In your opinion, what are the biggest problems and greatest advantages of Serbian wines? What sets us apart and where does the future of Serbian winemaking lie?

The advantage of Serbian viticulture is the region – its geographical position, the composition of the land, the climatic influences and man. We have a lot of young people in the wine industry, which is excellent, but there is a lack of more serious state support that would enable them to gain professional training and attend seminars elsewhere in the world.

This period ahead of us is very important, crucial for further raising quality and expanding the area covered by vines. Let’s recall that at the end of the 1980s Serbia had about 100,000 hectares of vineyards, while today it has barely 25,000ha. State support is essential… The future is in indigenous varieties.

China and some other major markets are showing interest in Serbian wines, while some indications suggest that the Chinese market could “down” all Serbian wines? How do you position Serbian wine as a brand and what is your performance strategy? What potential does Serbian wine have on the European and world markets?

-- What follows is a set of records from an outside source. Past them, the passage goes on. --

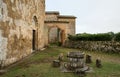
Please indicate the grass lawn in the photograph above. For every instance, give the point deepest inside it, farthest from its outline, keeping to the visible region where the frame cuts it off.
(39, 65)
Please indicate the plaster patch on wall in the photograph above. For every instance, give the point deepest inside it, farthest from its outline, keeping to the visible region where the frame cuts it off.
(12, 1)
(3, 47)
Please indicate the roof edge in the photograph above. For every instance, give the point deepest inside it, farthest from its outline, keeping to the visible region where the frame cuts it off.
(67, 16)
(56, 22)
(52, 12)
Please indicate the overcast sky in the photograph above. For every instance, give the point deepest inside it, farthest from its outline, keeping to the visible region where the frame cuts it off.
(93, 16)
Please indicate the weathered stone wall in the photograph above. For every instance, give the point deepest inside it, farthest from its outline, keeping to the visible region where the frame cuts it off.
(51, 16)
(72, 23)
(105, 46)
(17, 22)
(52, 24)
(54, 17)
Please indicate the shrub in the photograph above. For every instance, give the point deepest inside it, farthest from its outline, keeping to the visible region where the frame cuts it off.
(117, 36)
(92, 37)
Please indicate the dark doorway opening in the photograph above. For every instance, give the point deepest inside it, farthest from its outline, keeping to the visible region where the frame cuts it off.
(33, 40)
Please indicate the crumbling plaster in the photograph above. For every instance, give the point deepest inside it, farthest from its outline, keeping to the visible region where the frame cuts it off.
(16, 26)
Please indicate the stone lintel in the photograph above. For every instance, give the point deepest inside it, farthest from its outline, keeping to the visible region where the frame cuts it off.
(67, 16)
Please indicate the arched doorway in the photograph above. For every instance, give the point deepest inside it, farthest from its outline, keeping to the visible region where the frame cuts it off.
(56, 35)
(35, 34)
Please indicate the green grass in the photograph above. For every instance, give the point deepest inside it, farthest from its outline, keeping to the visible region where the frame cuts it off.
(39, 65)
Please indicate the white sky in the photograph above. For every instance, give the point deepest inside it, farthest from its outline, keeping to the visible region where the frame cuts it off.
(93, 16)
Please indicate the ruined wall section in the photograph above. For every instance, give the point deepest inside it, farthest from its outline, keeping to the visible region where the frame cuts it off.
(16, 26)
(72, 22)
(56, 24)
(51, 16)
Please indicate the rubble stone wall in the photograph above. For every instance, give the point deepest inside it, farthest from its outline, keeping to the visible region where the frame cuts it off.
(104, 46)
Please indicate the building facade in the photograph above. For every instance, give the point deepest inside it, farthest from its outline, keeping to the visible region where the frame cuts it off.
(25, 28)
(58, 27)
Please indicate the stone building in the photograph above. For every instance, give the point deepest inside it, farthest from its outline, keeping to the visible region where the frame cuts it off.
(21, 28)
(58, 27)
(25, 27)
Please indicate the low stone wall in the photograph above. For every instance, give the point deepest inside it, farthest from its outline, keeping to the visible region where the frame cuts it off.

The Chinese market is very large and all wine-producing countries are battling for it, including Serbia. I’m certain that our strategy shouldn’t be to sell large quantities of cheap wine to China. The strategy I would implement would be to introduce the Chinese market to our region, potential and quality, and when the first significant quantities of top, high-quality wines start to flow, they will be followed immediately by huge quantities of table wine. We have the potential and the product for both the Chinese and European markets, and for all other markets worldwide, and the Serbian Sommelier Association invests, and will continue to invest, all of its energy into promoting Serbia and Serbian wine.